Hi, I'm an undergraduate student. Please help me.
I want mapping-bam-file from sra-dataset from NCBI in order to analyze heterogeneity of mouse ESC.
The dataset is generated from a paper below.(GSE60749)
Roshan M.Kumar et al. Deconstructing transcriptional heterogeneity in pluripotent stem cells. Nature(2014)
Please teach me how to get adapter sequence used in this experimentation
and what I should use for quality control(Prinseq?ShortRead?).
For example, I want to try GEO Sample GSM1486817 sra file.

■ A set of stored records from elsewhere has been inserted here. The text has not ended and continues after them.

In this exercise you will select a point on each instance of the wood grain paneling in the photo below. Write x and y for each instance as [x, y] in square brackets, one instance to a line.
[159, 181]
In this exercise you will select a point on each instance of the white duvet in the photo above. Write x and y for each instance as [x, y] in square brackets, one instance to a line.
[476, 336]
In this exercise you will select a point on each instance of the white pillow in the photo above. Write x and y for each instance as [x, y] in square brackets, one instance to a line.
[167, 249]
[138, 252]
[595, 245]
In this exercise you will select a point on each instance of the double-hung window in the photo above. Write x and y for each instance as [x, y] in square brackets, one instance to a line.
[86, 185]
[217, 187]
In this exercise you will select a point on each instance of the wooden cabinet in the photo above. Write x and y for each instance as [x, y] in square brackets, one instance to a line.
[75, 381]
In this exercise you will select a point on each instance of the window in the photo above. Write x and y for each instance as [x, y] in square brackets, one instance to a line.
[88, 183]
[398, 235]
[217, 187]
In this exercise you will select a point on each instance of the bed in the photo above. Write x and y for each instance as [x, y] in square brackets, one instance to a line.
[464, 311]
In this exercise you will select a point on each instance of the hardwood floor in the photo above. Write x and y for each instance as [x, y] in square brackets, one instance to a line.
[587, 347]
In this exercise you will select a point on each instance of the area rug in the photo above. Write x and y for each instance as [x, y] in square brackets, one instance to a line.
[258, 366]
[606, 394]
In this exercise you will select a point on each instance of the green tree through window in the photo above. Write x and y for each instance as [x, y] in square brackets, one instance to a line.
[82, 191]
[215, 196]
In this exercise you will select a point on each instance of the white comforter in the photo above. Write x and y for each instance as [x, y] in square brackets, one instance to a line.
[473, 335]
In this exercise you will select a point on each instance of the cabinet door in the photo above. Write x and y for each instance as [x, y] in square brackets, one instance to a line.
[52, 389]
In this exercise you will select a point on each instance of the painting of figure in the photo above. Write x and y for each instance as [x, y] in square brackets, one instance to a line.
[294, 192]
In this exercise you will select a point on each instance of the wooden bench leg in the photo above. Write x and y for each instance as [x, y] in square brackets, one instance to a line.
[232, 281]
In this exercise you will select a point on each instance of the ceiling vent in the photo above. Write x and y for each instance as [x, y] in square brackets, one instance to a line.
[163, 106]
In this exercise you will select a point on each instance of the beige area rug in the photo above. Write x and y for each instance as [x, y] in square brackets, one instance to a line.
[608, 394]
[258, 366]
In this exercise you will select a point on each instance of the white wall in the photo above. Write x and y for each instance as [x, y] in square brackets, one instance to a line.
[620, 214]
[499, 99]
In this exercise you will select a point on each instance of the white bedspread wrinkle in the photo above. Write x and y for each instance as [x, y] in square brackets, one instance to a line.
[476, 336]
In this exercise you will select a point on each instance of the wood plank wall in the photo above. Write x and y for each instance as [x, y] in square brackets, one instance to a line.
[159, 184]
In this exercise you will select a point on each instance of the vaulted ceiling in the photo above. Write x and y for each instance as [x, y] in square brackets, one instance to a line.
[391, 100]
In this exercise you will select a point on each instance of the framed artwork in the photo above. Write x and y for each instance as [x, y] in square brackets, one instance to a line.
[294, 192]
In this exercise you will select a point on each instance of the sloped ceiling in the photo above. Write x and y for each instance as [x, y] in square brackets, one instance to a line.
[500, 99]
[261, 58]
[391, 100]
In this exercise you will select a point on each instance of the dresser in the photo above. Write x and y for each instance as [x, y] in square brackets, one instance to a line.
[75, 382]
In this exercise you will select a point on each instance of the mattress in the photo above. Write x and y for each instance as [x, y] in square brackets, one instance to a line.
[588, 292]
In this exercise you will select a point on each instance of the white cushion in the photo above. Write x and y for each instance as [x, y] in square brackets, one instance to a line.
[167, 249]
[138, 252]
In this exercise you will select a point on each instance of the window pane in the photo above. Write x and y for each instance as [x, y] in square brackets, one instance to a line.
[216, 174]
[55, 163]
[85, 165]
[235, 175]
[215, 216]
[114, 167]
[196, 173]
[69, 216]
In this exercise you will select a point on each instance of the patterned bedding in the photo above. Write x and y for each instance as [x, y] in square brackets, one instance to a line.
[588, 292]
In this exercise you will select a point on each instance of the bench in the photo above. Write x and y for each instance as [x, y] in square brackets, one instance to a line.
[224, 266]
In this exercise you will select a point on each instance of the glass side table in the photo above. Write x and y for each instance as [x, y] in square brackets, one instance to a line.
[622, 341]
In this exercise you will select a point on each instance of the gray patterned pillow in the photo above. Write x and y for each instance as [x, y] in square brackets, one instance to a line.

Can anyone give me process of quality control of this sra?
I thank you for reading it through.
Any help will be appreciated.
You can also reproduce all these steps in Genestack platform:
There are also other preprocess apps that you can use to improve the quality of your data.
Actually using using FastQC is not recommended for finding adapters for the simple fact that it is not able to find adapters which it does not known a priori (i.e. they are no in its database). Therefore if that GSE60749 if uses some adapters which are not known by FastQC, then FastQC will not find them. FastQC is not able to find unknown adapters.
Obviously if those adapters are not known, fastQC will not know. But in general, for the majority of the experiments a well known adapters are used. FastQC will retrieve as over-represented sequence all the sequences that are repeated more than X times. These sequences could be adapters, contaminants, polyA... If they are adapters and there are present in fastQC db, you'll have a "tag" indicating it. If it isn't in the db, you'll have also the sequence but without "tag", I mean, you won't know if it is an adapter or another type of repeated seq. Just try it and see what it happen.
Actually, our experience is that FastQC will fail to find adapters in most of the cases.
Our experience is that in 99% of the cases researchers do not validate the results of FastQC and they trust blindly the info which FastQC gives regarding the adapters.
Incidentally, BBMerge is able to find unknown adapters, if the reads are paired:
Indeed BBMerge is able to find unknown adapters. I used it myself all the time. Another one is fusioncatcher's remove_adapter script
There are actually even more than these tools for finding unknown adapters.
Thank you so much everyone!!
To Evgeniia Golovina
I dont know Genestack platforms. This may makes my analysis so smooth. I can omit the process to install some apps for RNAseq analysis.
To enxxx23
Your advice is very helpful for me. I would like to try another way.
To airan
I got some over-represented sequences from FastQC report. There same over-represented sequences between some samples.
I guess they would be adpters. But I dont find the "tag" you said...
To Brian Bushnell
Thanks!! I want to try BBMerge right now.